The FTA is calling on the Welsh Assembly to back its campaign to slash charges for the Severn River crossings.

The FTA appeared before the Welsh Affairs Committee in Chepstow this week, alongside association member Owens Group, to give evidence about the two bridges, which are currently operated by Severn River Crossing PLC.

The tolls on the Severn - the most expensive in the UK - are set to halved from 2018, when both will be returned to public ownership, after chancellor George Osborne's Budget announcement in March.

However the FTA argues the charges should be either scrapped or reduced to a level that covers maintenance and operating costs. The government has said it will make its decision after a public consultation later this year but the FTA argues that the issue of charges should be dealt with immediately.

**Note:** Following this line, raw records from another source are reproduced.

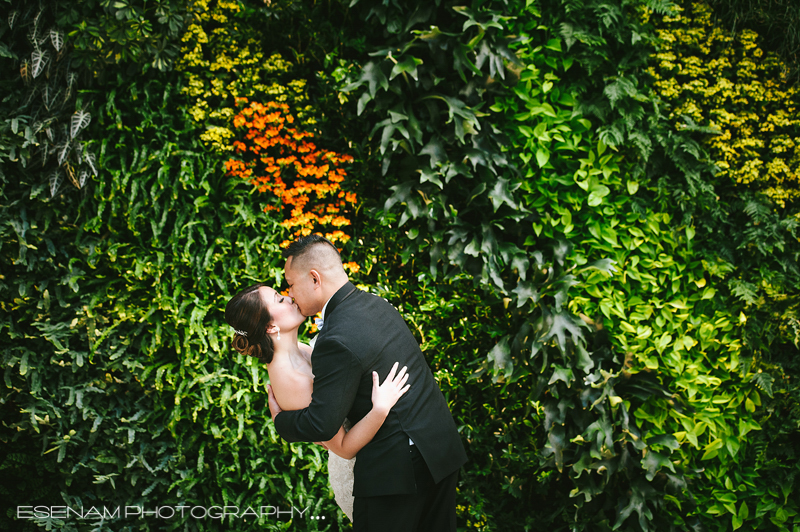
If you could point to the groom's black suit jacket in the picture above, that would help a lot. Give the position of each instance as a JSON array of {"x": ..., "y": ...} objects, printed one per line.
[{"x": 363, "y": 333}]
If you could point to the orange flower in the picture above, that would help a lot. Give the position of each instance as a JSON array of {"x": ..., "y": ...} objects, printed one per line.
[{"x": 303, "y": 177}]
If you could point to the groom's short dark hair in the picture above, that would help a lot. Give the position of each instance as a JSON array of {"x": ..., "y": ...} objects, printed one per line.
[{"x": 300, "y": 246}]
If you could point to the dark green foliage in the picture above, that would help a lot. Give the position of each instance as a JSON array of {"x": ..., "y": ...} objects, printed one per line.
[
  {"x": 114, "y": 348},
  {"x": 551, "y": 240}
]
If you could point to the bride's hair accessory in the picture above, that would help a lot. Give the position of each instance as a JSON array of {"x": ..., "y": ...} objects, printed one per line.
[{"x": 247, "y": 310}]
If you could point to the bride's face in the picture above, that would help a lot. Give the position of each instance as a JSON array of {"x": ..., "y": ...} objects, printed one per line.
[{"x": 284, "y": 312}]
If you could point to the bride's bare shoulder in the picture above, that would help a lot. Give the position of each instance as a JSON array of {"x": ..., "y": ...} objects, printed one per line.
[{"x": 292, "y": 389}]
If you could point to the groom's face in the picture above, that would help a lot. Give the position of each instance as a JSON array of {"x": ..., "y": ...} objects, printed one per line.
[{"x": 302, "y": 288}]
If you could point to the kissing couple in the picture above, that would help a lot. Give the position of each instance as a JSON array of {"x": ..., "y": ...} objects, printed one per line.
[{"x": 407, "y": 448}]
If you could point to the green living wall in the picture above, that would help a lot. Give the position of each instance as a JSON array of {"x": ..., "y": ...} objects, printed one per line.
[{"x": 602, "y": 279}]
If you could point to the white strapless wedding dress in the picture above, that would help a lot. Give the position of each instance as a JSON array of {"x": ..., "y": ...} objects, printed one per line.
[{"x": 340, "y": 474}]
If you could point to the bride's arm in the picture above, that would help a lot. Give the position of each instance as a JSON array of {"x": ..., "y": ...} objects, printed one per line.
[{"x": 384, "y": 397}]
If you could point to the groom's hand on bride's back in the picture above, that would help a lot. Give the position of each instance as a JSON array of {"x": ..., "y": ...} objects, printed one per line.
[{"x": 274, "y": 409}]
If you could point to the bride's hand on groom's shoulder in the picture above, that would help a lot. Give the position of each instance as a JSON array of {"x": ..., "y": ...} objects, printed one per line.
[{"x": 384, "y": 396}]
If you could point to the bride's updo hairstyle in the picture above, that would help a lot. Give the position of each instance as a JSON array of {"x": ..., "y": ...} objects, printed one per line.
[{"x": 247, "y": 313}]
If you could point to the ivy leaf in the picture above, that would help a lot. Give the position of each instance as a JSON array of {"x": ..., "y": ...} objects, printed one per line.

Ian Gallagher, FTA’s head of policy for Wales, said: “The future is uncertain for businesses and commuters who rely on the bridges every day. It is unthinkable that we are so close to the transition date and still do not know what this will mean for users and staff.”

Calling the charges “a tax on business” he told the committeee: “The net toll revenue received by Severn River Crossing PLC was around £98 million in 2015. Maintenance costs for the bridges are around £15 million so there is genuine scope to reduce the tolls much further than the 50% level announced by the chancellor at the last budget.”

Owens Group, which uses the bridges regularly, called on the committee to put pressure on the DfT to come up with a solution.

Ian Jarman, Owens Group ATF manager and FTA Welsh Freight Council vice-chairman, said: “With the handover of both of the Severn crossings back into public ownership potentially as early as October 2017, it is important that we as an industry gain cross-party support for this issue which directly affect us.”

He also called for better operation of the crossing. “There is an urgent need for free-flow technology to be used to ease congestion around the toll plazas, along with the need for high frequency discounts and the potential of off-peak running time discounts too,” he said.